HGT is the movement of genetic material between disparate groups of organisms, rather than by the “vertical” transmission of DNA from parent to offspring. Previous studies have looked at HGT between bacteria and their viruses and have shown that it plays a major role in the movement of genes between bacterial species. However the new study, published in Nature Microbiology, looks at interactions between viruses and eukaryotes, which include animals, plants, fungi, protists and most algae.
“We knew from individual examples that viral genes have played a role in the evolution of eukaryotes. Even humans have viral genes, which are important for our development and brain function,” said the study’s lead author, Dr. Nicholas Irwin, a Junior Research Fellow at Merton College, University of Oxford, and former PhD student at the University of British Columbia (UBC). “We wanted to understand more broadly how HGT has affected viruses and eukaryotes from across the tree of life.”
To tackle this problem, the authors examined viral-eukaryotic gene transfer in the genomes of hundreds of eukaryotic species and thousands of viruses. They identified many genes that had been transferred and found that HGT from eukaryotes to viruses was twice as frequent as the reverse direction.
“We were interested to find that certain groups of viruses, especially those that infect single-celled eukaryotes, acquire a lot of genes from their hosts,” said the study’s senior author, Dr. Patrick Keeling, a professor in the Department of Botany at UBC. “By studying the function of these genes we were able to make predictions about how these viruses affect their hosts during infection.”
In contrast to viruses, eukaryotic organisms retained fewer viral genes, although the ones that were kept appear to have had a major impact on host biology over evolutionary time.
“Many of these viral-derived genes appear to have repeatedly affected the structure and form of different organisms, from the cell walls of algae to the tissues of animals,” said Dr.

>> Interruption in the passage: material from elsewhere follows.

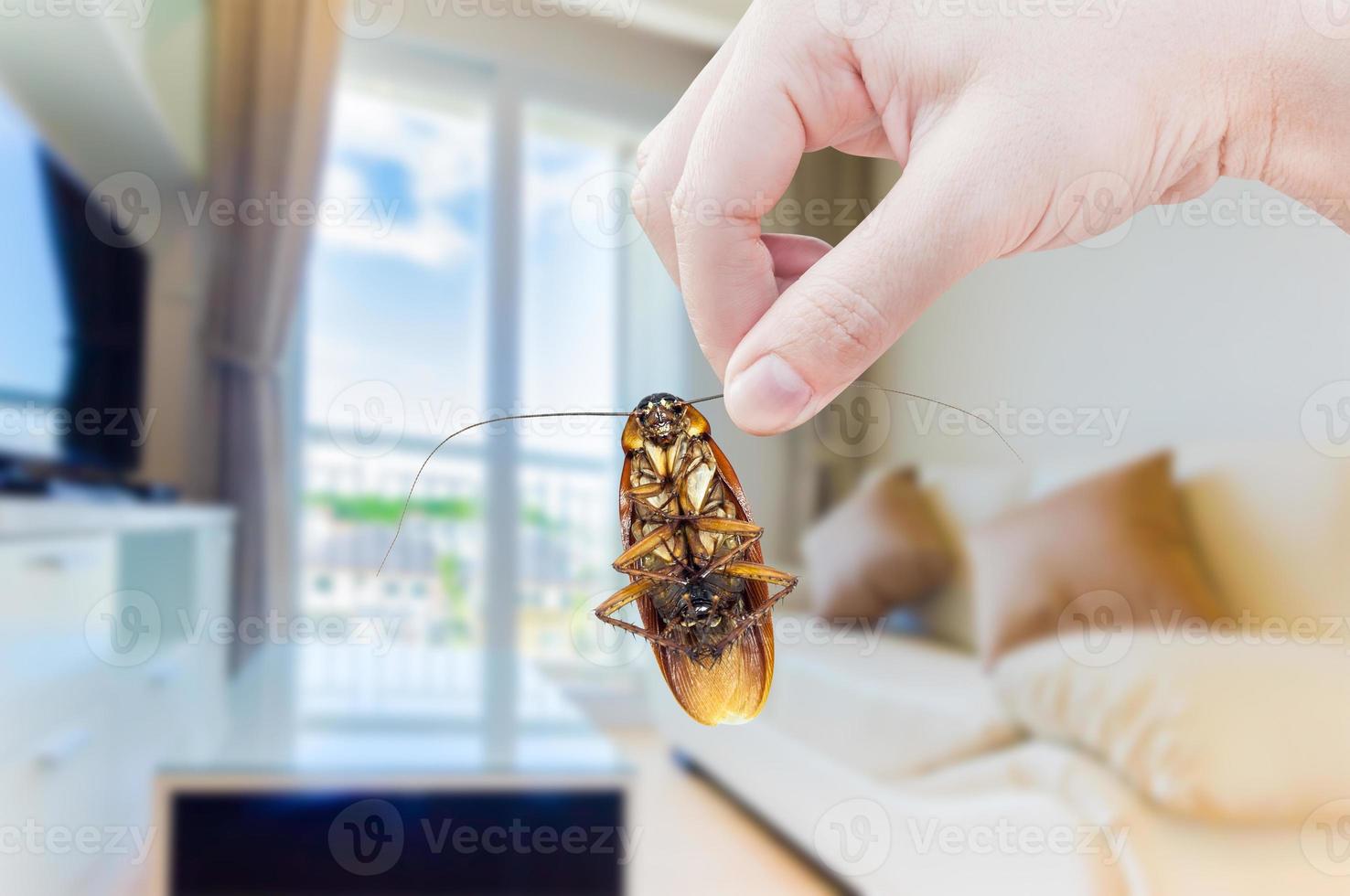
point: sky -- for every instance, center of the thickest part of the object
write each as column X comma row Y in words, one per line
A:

Irwin. “This suggests that host-virus interactions may have played an important role in driving the diversity of life we see today.”
“These transfers not only have evolutionary consequences for both virus and host, but could have important health implications,” Dr. Keeling said.
HGT allows genes to jump between species including viruses and their hosts. If the gene does something useful, it can sweep through the population and become a feature of that species. This can lead to a rapid emergence of new abilities, as opposed to the more incremental changes that result from smaller mutations.
Although viruses such as Zika and coronaviruses do not appear to participate in these gene transfers, they often manipulate similar genes in their hosts through complex mechanisms. Future research into these transferred genes may therefore provide a novel approach for understanding the infection processes of these and other viruses which could be important for drug discovery.
“The past two years have clearly demonstrated the destructive potential of viruses, but we think that this work serves as an interesting reminder that viruses have also contributed to the evolution of life on Earth,” said Dr. Irwin.